The New Year is here, bringing new hopes as well as new challenges and changes.

For Hong Kong, 2022 carries more significance as the city reaches the halfway mark on its 50-year journey under Beijing’s unique “one country, two systems” governing formula.

This will be an eventful year with the formation of a new administration, as incumbent Chief Executive Carrie Lam Cheng Yuet-ngor’s five-year term ends on June 30.

Hong Kong will either have a new leader or Lam will continue for a second term, if she decides to run – depending on the outcome of the chief executive election on March 27.

With the 100-day countdown to this momentous event already under way, the multimillion dollar question continues into 2022: who and how many will get Beijing’s blessing, the most critical prerequisite, before they can declare their candidacy?

December of the last year of an administration’s term would usually have seen the curtain raised on those jockeying for the once-in-five-years race. That was the case the last time, in early December 2016, when then-chief executive Leung Chun-ying gave up on seeking his second term, and Lam announced her bid weeks later.

However, Beijing is keeping tight-lipped this time, most likely still weighing the pros and cons of whether having a single candidate or more contenders makes better sense after the fundamental revamp of Hong Kong’s electoral system to allow only those deemed “patriots” into the governing structure.

Without competition, it will hardly be an “election”. That could explain Beijing’s push to allow all 90 seats in December’s Legislative Council poll to be contested for the first time in Hong Kong’s history, amid criticism that the overhaul was undemocratic in screening out all “unpatriotic” opposition aspirants.

Should a similar “competition” logic also be applied in March?

Chief Executive Carrie Lam and President Xi Jinping during a meeting in Beijing in December 2021.


The fact that President Xi Jinping did not offer the slightest hint of his preference last month when receiving Lam in person during her final duty visit of the current term has led to different interpretations:

The single-candidate theory suggests that Beijing would hate a repeat of the bitter infighting among the pro-establishment – the deep rifts and wounds within the camp caused by the muckraking campaigns of Leung and Henry Tang Ying-yen back in 2012 have yet to be completely bridged and healed.

Those who want competition, however, argue that the powerful 1,500-member Election Committee responsible for picking the next chief executive is now composed of only the political elite trusted most by Beijing.

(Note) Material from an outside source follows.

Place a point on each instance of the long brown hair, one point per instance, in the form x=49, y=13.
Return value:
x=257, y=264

Gone are the days when the minority of members from the pan-democratic camp could form a critical threshold to block Beijing’s chosen one. The top leadership should now feel more comfortable about letting more candidates in.

A third option is also emerging lately, and it will be an unprecedented scenario if it is the case: no obvious green light to anyone from Beijing under a more politically “safe” environment, and whoever wants to go ahead must win enough nominations and votes to get the top job through capability and a convincing manifesto.

Whichever way it goes, the picture should be clearer within weeks, but Beijing’s blessing should mean no free ticket for complacency from anyone getting into government headquarters. Those acting as Beijing’s “gatekeepers” should not fail the public either by taking orders only; they should instead vote based on candidates’ merits.

Hong Kong has unfortunately become a battleground for geopolitics while also being plagued by the seemingly never-ending pandemic. Add to that the many deep-rooted social problems, and the city really needs a leader who is competent and has the political wisdom to sort out so many thorny issues.

Let’s wish this city, our home, nothing but the best in 2022, including its search for the next leader!